Responding to the report, PATH issued a statement that welcomeed public discussion about the role of vaccines in preventing life-threatening diseases such as cervical cancer but also rejected the unneccessary crticism of the vaccine project. It mentioned, "We thank the committee members for their time and effort in reviewing this matter. We support the adoption of reasonable measures to further strengthen and clarify protections for individuals participating in research projects. However, we are troubled by the report's inaccurate characterization of this important work."
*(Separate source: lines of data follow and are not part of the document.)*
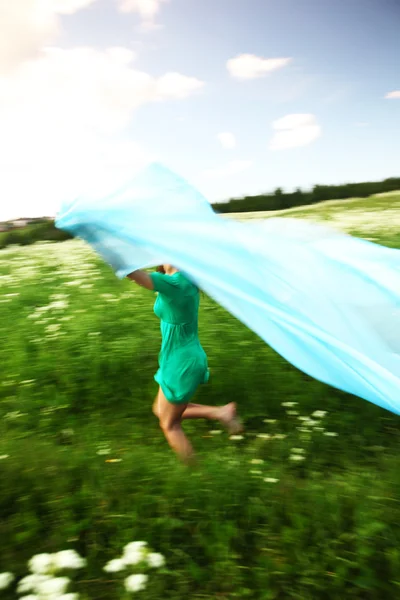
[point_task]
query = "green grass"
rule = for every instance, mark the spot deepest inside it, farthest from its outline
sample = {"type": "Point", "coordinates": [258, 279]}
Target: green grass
{"type": "Point", "coordinates": [77, 378]}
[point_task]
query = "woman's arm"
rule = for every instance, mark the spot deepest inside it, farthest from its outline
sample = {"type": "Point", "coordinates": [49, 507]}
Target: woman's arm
{"type": "Point", "coordinates": [142, 278]}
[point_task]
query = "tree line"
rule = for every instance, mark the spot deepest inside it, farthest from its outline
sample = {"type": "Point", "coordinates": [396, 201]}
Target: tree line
{"type": "Point", "coordinates": [279, 200]}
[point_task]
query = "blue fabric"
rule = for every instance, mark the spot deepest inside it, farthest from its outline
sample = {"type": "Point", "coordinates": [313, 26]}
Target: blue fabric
{"type": "Point", "coordinates": [329, 303]}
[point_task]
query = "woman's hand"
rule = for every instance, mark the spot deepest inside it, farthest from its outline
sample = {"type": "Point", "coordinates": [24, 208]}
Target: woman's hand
{"type": "Point", "coordinates": [142, 278]}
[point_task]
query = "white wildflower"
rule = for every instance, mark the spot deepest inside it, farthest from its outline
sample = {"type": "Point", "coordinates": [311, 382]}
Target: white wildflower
{"type": "Point", "coordinates": [103, 451]}
{"type": "Point", "coordinates": [134, 553]}
{"type": "Point", "coordinates": [54, 586]}
{"type": "Point", "coordinates": [69, 559]}
{"type": "Point", "coordinates": [115, 565]}
{"type": "Point", "coordinates": [319, 414]}
{"type": "Point", "coordinates": [136, 583]}
{"type": "Point", "coordinates": [155, 560]}
{"type": "Point", "coordinates": [53, 327]}
{"type": "Point", "coordinates": [41, 564]}
{"type": "Point", "coordinates": [29, 583]}
{"type": "Point", "coordinates": [6, 580]}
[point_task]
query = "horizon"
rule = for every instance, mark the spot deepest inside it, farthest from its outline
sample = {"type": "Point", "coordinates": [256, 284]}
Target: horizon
{"type": "Point", "coordinates": [235, 100]}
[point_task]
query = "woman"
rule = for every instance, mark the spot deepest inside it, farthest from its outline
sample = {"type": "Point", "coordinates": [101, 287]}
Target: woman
{"type": "Point", "coordinates": [182, 360]}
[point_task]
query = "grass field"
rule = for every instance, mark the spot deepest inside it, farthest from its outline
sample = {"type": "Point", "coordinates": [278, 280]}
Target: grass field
{"type": "Point", "coordinates": [305, 507]}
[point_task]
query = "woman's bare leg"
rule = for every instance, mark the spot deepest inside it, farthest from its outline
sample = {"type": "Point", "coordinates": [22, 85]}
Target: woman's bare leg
{"type": "Point", "coordinates": [170, 416]}
{"type": "Point", "coordinates": [226, 415]}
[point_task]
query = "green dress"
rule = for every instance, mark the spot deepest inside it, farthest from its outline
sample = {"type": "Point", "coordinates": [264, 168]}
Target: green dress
{"type": "Point", "coordinates": [182, 360]}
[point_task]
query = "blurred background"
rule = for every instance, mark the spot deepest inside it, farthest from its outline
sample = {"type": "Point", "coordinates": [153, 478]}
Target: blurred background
{"type": "Point", "coordinates": [288, 108]}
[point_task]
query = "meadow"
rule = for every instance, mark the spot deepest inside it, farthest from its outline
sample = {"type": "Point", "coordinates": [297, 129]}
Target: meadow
{"type": "Point", "coordinates": [304, 506]}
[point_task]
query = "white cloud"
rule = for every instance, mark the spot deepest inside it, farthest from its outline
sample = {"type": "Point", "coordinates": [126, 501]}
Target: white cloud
{"type": "Point", "coordinates": [395, 95]}
{"type": "Point", "coordinates": [232, 168]}
{"type": "Point", "coordinates": [227, 140]}
{"type": "Point", "coordinates": [175, 85]}
{"type": "Point", "coordinates": [249, 66]}
{"type": "Point", "coordinates": [147, 9]}
{"type": "Point", "coordinates": [69, 7]}
{"type": "Point", "coordinates": [64, 115]}
{"type": "Point", "coordinates": [27, 25]}
{"type": "Point", "coordinates": [295, 130]}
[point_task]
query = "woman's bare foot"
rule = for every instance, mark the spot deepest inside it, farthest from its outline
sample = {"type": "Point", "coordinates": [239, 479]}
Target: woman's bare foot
{"type": "Point", "coordinates": [229, 419]}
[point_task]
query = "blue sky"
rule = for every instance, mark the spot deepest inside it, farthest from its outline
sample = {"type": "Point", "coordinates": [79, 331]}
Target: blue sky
{"type": "Point", "coordinates": [345, 58]}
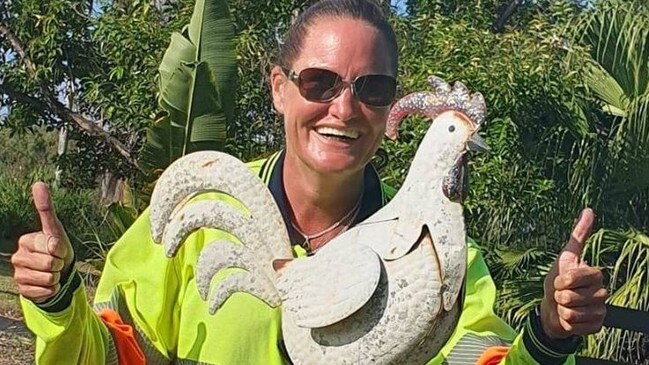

Cervical cancer is a preventable disease, yet it kills 275,000 women every year, nearly all of them in low-resource countries. India bears one-quarter of the world's burden of cervical cancer, which kills an estimated 72,825 Indian women annually.
The ICMR, India's highest medical research authority, reviewed and approved the protocol for this project, including its design and methodology. At the time of its review, the ICMR determined the project was a post-licensure observational study and not a clinical trial. The project did not seek to evaluate the efficacy or long-term safety of the vaccines, which had already undergone clinical evaluation in India and had been licensed and approved by the Drugs Controller General of India.
The ICMR's view was crucial, as it established the approval processes and protocols for the work that followed. PATH designed the project protocols in compliance with the ICMR's instructions and fully complied with the ICMR's requirements regarding the necessary approval processes and the requirements of state governments regarding consent processes.